US 12,248,660 B2
Machine learning model automation of user interface transformation
Adithya Chowdary Boppana, Dublin, OH (US); Christopher R. Markson, Hawthorne, NJ (US); Pritesh J. Shah, Paramus, NJ (US); Jiawei Kuang, Kenmore, WA (US); and Keith L. Widmer, Grapevine, TX (US)
Assigned to Evernorth Strategic Development, Inc., St. Louis, MO (US)
Filed by Evernorth Strategic Development, Inc., St. Louis, MO (US)
Filed on Aug. 7, 2023, as Appl. No. 18/230,819.
Application 18/230,819 is a continuation of application No. 17/394,647, filed on Aug. 5, 2021, granted, now 11,720,228.
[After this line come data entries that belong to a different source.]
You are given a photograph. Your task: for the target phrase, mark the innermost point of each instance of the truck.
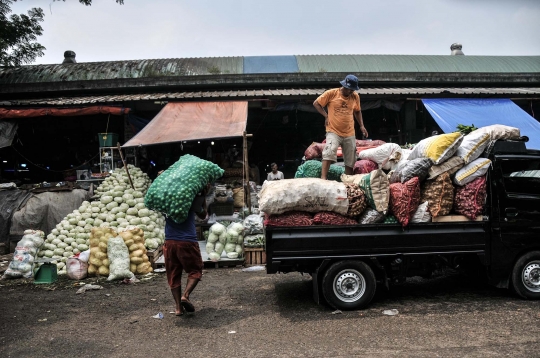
(348, 263)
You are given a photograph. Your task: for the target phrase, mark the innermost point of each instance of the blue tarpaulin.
(449, 112)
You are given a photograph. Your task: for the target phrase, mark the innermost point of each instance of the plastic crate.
(223, 209)
(108, 139)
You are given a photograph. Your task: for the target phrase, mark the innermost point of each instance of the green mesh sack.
(313, 169)
(173, 192)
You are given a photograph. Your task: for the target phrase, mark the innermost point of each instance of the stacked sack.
(443, 174)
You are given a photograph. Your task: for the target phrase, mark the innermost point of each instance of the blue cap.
(350, 82)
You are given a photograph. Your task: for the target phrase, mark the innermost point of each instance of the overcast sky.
(150, 29)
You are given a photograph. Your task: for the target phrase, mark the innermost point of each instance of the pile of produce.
(418, 185)
(229, 239)
(174, 190)
(118, 207)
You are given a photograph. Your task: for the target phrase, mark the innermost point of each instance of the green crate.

Prior Publication US 2023/0376173 A1, Nov. 23, 2023
This patent is subject to a terminal disclaimer.
Int. Cl. G06N 20/00 (2019.01); G06F 3/0482 (2013.01); G06F 9/451 (2018.01); G06F 16/22 (2019.01); G16H 20/10 (2018.01)
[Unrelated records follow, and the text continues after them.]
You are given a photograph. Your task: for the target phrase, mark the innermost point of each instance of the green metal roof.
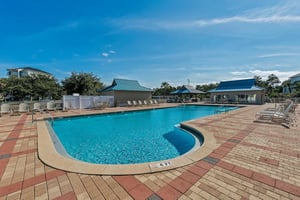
(237, 85)
(187, 89)
(126, 85)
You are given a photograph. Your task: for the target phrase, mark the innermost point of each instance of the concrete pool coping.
(50, 156)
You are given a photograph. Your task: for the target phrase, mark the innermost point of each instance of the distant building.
(123, 90)
(238, 91)
(25, 71)
(293, 80)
CPC G06F 3/0482 (2013.01) [G06F 9/451 (2018.02); G06F 16/22 (2019.01); G06N 20/00 (2019.01); G16H 20/10 (2018.01)] 20 Claims
OG exemplary drawing
 
1. A system comprising:
memory hardware configured to store processor-executable instructions, a persona, and a data structure associated with the persona; and
processor hardware configured to execute the processor-executable instructions, wherein the processor-executable instructions include:
generating a graphical user interface;
in response to a first condition:
inputting a first set of explanatory variables to a first trained machine learning model to generate a first metric, and
transforming the graphical user interface according to the persona and the first metric,
in response to a second condition:
inputting a second set of explanatory variables to a second trained machine learning model to generate a second metric, and
transforming the graphical user interface according to the persona and the second metric, and
wherein the first trained machine learning model is different from the second trained machine learning model, and
automatically approving a first prior authorization prescription in response to the first metric reaching a threshold value.